A computational graph is a graphical representation of a mathematical expression or a sequence of operations. It is typically used in deep learning frameworks to represent and compute complex mathematical models.

  When it comes to handling non-linear operations, a computational graph is designed to handle them through a combination of elementary operations, such as addition, multiplication, and composition of functions.

  Non-linear operations, such as activation functions like sigmoid, tanh, or ReLU, are commonly used in neural networks to introduce non-linearities and capture complex relationships in the data. These activation functions are typically applied element-wise on the output of a linear transformation (e.g., matrix multiplication) in each layer of the network.

  In a computational graph, these non-linear operations are represented by nodes in the graph, where the inputs to the node are the outputs of the preceding nodes. Each node performs the non-linear operation on its inputs and produces an output. The output then becomes the input to subsequent nodes in the graph, forming a sequential flow of transformations.
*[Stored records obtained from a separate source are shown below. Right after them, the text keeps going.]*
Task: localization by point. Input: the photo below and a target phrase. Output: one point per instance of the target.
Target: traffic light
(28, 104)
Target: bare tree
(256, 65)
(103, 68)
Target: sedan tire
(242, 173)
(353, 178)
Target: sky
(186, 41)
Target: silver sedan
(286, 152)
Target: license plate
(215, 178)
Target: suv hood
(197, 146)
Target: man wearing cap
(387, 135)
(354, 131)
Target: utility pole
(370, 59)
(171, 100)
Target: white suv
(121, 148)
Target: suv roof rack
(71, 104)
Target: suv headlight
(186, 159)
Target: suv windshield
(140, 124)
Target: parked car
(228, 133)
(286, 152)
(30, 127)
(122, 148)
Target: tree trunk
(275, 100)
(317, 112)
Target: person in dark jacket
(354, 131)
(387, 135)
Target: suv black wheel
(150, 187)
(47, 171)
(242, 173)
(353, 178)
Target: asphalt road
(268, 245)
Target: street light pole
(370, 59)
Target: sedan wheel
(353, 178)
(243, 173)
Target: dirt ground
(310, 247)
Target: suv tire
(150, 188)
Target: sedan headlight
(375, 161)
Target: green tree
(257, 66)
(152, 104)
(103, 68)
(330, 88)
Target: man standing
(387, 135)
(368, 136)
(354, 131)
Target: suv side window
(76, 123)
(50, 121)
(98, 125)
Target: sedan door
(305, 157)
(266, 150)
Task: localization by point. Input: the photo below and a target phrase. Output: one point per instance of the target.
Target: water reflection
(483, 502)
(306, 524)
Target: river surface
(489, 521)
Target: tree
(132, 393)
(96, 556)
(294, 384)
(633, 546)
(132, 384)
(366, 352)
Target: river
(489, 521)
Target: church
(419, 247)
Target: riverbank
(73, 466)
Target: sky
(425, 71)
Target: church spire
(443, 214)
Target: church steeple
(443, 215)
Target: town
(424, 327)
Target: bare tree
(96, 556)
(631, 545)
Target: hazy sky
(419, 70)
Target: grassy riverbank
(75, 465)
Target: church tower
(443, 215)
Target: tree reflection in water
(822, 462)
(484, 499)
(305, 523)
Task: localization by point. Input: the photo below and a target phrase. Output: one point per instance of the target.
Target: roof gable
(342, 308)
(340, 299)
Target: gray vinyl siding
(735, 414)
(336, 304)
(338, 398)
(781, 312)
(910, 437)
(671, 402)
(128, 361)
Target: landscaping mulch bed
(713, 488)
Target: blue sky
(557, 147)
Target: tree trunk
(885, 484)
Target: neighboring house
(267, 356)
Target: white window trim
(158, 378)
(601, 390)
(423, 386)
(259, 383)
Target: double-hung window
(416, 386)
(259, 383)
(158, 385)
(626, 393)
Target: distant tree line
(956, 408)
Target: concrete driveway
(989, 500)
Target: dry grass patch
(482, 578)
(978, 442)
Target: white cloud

  The computational graph allows for efficient evaluation of all nodes in the graph by propagating the inputs through the graph and computing the final output. This is typically done through a process called forward propagation. The graph can also be used for backpropagation, which is used to compute gradients with respect to the input parameters for training the model.

  In summary, a computational graph handles non-linear operations by representing them as nodes in the graph and propagating inputs through the graph to compute the final output. This allows for efficient evaluation of complex mathematical models, including those involving non-linearities.